This is incredible. I am flabbergasted. I was even more outraged last week, when the Auditor General tabled his report because, based on what the other side had been telling us over the last year, we thought that public finances had at least improved somewhat. This is not the case however.
Some measures need to be taken regarding taxation. Until the Liberal government takes concrete action, we will not stop repeating that it must end the unacceptable situation created by family trusts. The government must stop losing hundreds of millions every year by allowing very rich Canadian families-not middle income families, not fairly rich families, but very rich families-to use family trusts to defer for up to 80 years taxes on capital gains.
These very rich families do not use family trusts as an investment tool for future generations, or to help sick or handicapped children and relatives to be financially secure: They use these trusts as a powerful tax planning device. According to some tax experts with an excellent reputation in Canada, such as Sydney Goldstein and Neil Brooks, to whom the Liberals used to listen when they formed the opposition but no longer do so now that they are in office, it is outrageous to maintain these trusts for very rich Canadian families.

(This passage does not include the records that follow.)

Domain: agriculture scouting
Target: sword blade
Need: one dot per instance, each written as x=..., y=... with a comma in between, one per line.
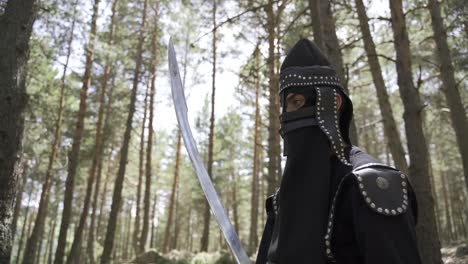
x=214, y=201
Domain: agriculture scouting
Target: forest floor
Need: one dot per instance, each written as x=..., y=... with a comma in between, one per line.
x=452, y=254
x=455, y=254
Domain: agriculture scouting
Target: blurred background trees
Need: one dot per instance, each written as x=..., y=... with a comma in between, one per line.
x=103, y=174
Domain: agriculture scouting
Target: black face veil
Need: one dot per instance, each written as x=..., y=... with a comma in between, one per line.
x=315, y=141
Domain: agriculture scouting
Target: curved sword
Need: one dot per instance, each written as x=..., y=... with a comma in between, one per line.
x=217, y=208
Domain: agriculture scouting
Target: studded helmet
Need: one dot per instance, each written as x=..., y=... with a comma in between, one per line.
x=307, y=71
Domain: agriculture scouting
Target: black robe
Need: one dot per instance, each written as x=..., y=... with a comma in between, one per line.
x=360, y=234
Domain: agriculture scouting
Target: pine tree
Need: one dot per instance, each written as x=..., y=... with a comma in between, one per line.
x=16, y=25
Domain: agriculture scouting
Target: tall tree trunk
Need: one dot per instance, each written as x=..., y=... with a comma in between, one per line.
x=274, y=148
x=117, y=195
x=52, y=236
x=207, y=215
x=110, y=164
x=333, y=50
x=16, y=25
x=389, y=124
x=50, y=240
x=172, y=201
x=235, y=204
x=175, y=237
x=76, y=245
x=448, y=216
x=28, y=231
x=127, y=233
x=149, y=146
x=24, y=232
x=153, y=226
x=253, y=237
x=75, y=151
x=18, y=199
x=450, y=87
x=428, y=238
x=141, y=171
x=314, y=6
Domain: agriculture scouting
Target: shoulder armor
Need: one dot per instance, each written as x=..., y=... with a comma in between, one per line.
x=384, y=189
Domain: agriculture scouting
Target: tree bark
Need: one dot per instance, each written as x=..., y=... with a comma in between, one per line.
x=32, y=242
x=167, y=234
x=207, y=215
x=117, y=195
x=153, y=226
x=333, y=50
x=92, y=229
x=274, y=148
x=314, y=6
x=24, y=232
x=18, y=199
x=389, y=124
x=141, y=171
x=253, y=236
x=76, y=245
x=16, y=25
x=75, y=151
x=428, y=238
x=450, y=87
x=149, y=146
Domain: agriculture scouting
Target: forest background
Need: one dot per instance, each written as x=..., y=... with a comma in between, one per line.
x=103, y=174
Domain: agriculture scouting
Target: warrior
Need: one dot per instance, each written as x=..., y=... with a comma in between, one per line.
x=335, y=204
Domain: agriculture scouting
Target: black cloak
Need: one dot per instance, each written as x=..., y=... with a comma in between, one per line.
x=328, y=210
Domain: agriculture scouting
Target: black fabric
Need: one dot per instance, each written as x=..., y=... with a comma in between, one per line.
x=300, y=226
x=361, y=236
x=306, y=56
x=303, y=53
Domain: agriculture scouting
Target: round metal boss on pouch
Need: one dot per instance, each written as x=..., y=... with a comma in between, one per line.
x=382, y=183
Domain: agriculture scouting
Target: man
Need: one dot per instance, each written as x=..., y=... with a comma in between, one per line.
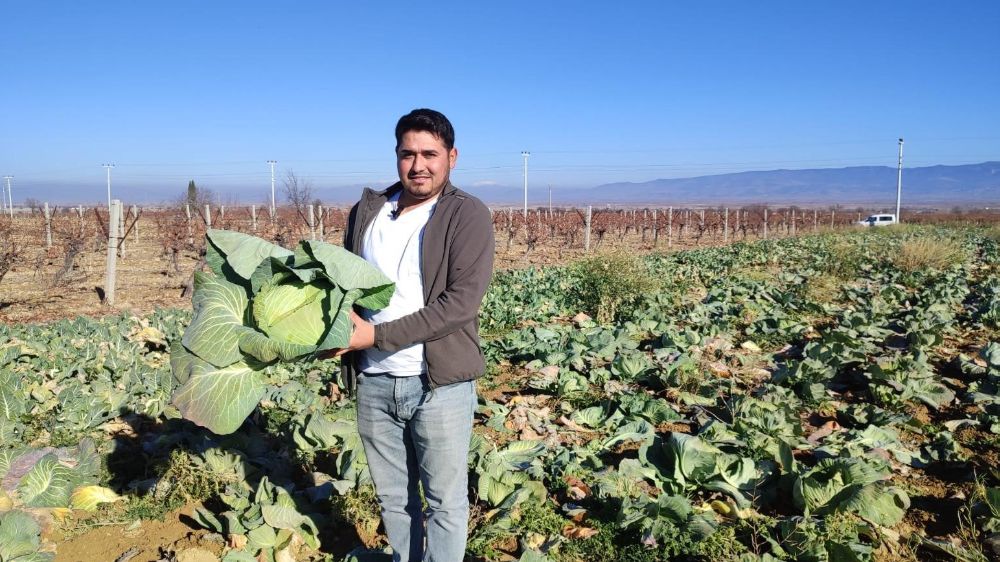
x=415, y=361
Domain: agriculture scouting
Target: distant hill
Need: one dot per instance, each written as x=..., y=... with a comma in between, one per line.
x=870, y=186
x=933, y=185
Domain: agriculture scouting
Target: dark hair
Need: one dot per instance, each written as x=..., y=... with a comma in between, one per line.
x=433, y=122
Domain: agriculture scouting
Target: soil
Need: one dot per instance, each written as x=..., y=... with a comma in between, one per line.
x=150, y=542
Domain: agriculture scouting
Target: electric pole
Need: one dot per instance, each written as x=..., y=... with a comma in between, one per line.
x=899, y=182
x=108, y=167
x=10, y=201
x=525, y=154
x=272, y=163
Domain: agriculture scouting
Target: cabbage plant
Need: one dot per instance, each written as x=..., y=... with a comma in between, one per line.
x=261, y=304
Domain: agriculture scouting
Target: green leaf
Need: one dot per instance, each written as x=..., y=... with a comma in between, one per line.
x=218, y=322
x=241, y=252
x=282, y=516
x=262, y=537
x=589, y=417
x=87, y=498
x=349, y=271
x=48, y=484
x=12, y=403
x=220, y=399
x=20, y=538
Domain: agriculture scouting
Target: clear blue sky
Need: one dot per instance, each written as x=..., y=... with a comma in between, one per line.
x=598, y=92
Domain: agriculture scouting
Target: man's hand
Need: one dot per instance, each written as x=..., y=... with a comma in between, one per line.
x=362, y=337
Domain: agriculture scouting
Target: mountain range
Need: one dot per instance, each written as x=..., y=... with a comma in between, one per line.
x=870, y=186
x=969, y=184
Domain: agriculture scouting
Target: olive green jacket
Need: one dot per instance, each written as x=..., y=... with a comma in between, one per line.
x=456, y=263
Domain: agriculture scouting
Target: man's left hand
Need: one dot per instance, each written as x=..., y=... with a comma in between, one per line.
x=362, y=337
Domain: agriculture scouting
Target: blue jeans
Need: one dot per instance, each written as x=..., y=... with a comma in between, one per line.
x=412, y=434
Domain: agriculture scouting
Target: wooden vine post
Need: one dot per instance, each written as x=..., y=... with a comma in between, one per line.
x=48, y=226
x=670, y=227
x=114, y=221
x=656, y=228
x=135, y=225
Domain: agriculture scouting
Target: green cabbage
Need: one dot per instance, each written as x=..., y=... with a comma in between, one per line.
x=259, y=305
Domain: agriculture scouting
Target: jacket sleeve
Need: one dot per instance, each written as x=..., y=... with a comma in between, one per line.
x=470, y=269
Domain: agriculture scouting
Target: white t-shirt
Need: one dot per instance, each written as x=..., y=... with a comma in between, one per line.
x=393, y=246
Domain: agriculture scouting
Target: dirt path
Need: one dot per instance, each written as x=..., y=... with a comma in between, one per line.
x=149, y=541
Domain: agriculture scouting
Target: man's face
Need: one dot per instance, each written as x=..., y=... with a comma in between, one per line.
x=424, y=164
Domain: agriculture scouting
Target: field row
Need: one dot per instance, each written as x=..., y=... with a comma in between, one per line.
x=832, y=397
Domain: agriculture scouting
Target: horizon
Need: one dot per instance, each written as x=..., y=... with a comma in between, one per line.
x=210, y=93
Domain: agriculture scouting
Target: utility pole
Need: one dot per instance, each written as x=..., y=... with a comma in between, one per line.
x=108, y=167
x=272, y=163
x=10, y=200
x=899, y=182
x=525, y=154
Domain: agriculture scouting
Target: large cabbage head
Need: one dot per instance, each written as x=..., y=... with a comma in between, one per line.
x=261, y=304
x=290, y=310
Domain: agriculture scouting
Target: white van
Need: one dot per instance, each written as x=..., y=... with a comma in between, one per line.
x=879, y=220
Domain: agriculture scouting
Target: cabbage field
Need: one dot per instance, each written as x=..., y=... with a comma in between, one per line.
x=832, y=397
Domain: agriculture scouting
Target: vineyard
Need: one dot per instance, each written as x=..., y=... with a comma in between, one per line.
x=53, y=260
x=821, y=397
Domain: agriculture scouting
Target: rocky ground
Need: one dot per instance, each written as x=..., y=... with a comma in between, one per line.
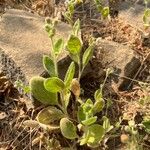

They suggest that, through special studies conducted by Statistics Canada, or through data from Revenue Canada or major corporations managing the assets of these family trusts, such as Canada Trust, which is a major contributor to the Liberal Party, the government could obtain sufficient information to make an annual estimate of what family trusts set up for the benefit of very rich families really costs Quebecers and Canadian taxpayers.
During the hearings of the special committee set up to examine family trusts, as openly as possible, as the Minister of Finance put it, the Official Opposition asked Revenue Canada to provide these data. That was two months ago and we are still waiting. Our request has not even been acknowledged. If this is what is meant by transparency, we have a problem, because Liberals and the Official Opposition obviously do not have the same definition of transparency.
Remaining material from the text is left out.